As Lord Lyon remarked: ‘It is sometimes said that Scots heraldry is the garden of our history. The Chapter Room now displays the vibrancy of colours and symbols in that garden of Scots history.’
The purpose of a stall plate has changed over the centuries. Upon the installation of a Knight of the Garter, for example, his sword, helm and crest were to be placed above his stall; the stall plate was affixed after his death, as a memorial. This detail was echoed by Confrères Charles Burnett KStJ & Henry Tilling KStJ in Order of St John in Scotland (1997, p. 43): ‘Stall plates of deceased Knights are grouped together adjacent to the Chancellor’s and Preceptor’s Chairs. Other stalls carry plates of armigerous members of Chapter.’ Since 2017 the position has been reviewed and revised allowing all armigerous Knights and Dames to have their stall plates displayed.
In the Thistle Chapel the artist Phoebe Traquair used translucent champlevé enamel to give stall plates their sparkling sheen. In the Chapter Room of St John’s House Priory Limners Charles Burnett, Romilly Squire, Clare McCrory, and Mark Dennis, as well as the heraldic artist, Yvonne Holton, have executed stall plates with consummate skill on grained oak. Over twenty Knights had their stall plates painted privately and the artists are ‘not known’. It is to be hoped that further investigation can identify the heraldic artists involved.
There is not the space here to discuss all the heraldic achievements on display, but the holders of certain stall plates are of particular interest through historical associations. Sir William Johnstone Thomson was appointed almost three decades before the erection of the Priory of Scotland as a KStJ (1919) under the then Grand Priory of the Order of the Hospital of St John of Jerusalem in England. Colonel Sir Colin William MacRae of Feoirlinn KStJ (1926), Captain William David Cargill Thompson KStJ (1946) and Major John Forrest-Hamilton KStJ (1947) were office holders on the Committee of Scottish Affairs appointed in 1945 to petition the Grand Prior for the erection of a Priory of Scotland.
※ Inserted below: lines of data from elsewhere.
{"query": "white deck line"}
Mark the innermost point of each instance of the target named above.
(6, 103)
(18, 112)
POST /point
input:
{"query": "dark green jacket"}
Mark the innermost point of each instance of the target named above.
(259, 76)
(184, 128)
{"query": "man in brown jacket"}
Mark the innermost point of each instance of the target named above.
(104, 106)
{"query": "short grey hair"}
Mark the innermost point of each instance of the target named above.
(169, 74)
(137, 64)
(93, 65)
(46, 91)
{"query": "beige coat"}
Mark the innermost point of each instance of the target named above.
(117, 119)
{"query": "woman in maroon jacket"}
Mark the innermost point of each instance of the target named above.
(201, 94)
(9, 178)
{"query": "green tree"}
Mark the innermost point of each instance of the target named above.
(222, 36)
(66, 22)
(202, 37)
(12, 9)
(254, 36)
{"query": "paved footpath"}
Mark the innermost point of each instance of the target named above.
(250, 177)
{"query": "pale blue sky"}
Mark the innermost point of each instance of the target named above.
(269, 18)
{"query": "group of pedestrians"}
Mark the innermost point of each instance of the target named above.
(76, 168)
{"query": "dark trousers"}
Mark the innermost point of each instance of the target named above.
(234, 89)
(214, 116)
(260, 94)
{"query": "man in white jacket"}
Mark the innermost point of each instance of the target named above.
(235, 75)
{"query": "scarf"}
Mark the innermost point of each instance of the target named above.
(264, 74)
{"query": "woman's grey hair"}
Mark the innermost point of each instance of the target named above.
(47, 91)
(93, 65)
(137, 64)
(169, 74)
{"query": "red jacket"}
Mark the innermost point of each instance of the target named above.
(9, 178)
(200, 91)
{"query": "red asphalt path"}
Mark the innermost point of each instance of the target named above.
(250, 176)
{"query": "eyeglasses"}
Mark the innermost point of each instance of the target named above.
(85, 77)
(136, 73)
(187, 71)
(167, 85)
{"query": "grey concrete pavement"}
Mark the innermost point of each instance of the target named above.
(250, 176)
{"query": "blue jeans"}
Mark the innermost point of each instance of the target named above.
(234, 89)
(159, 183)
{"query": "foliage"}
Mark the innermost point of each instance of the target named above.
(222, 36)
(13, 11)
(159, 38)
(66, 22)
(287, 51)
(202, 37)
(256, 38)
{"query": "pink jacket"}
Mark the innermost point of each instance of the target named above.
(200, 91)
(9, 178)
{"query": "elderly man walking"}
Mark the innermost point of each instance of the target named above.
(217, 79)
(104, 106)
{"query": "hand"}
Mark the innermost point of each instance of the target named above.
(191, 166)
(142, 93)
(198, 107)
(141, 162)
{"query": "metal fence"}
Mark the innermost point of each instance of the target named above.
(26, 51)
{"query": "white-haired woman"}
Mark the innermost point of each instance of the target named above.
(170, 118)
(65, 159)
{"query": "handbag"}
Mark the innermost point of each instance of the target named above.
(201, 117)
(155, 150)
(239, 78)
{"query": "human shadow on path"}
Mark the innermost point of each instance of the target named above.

All of these Knights were taking up the baton held earlier by John Horne Stevenson, Unicorn Pursuivant, later Marchmont Herald, who in the early 1900s and, later, in 1923 petitioned Grand Priory for the erection of a Priory of Scotland. And while admiring the stall plate of James Watt KStJ (1961) it is good to be reminded of his generosity in purchasing St John’s House 50 years ago and gifting it to the Priory of Scotland for use as its Chancery.
A previous Prior of Scotland, the 16th Viscount of Arbuthnott, as a Knight of the Thistle and as a Bailiff Grand Cross of St John, has the distinction of two stall plates. And His Lordship’s crest? A peacock's head Proper.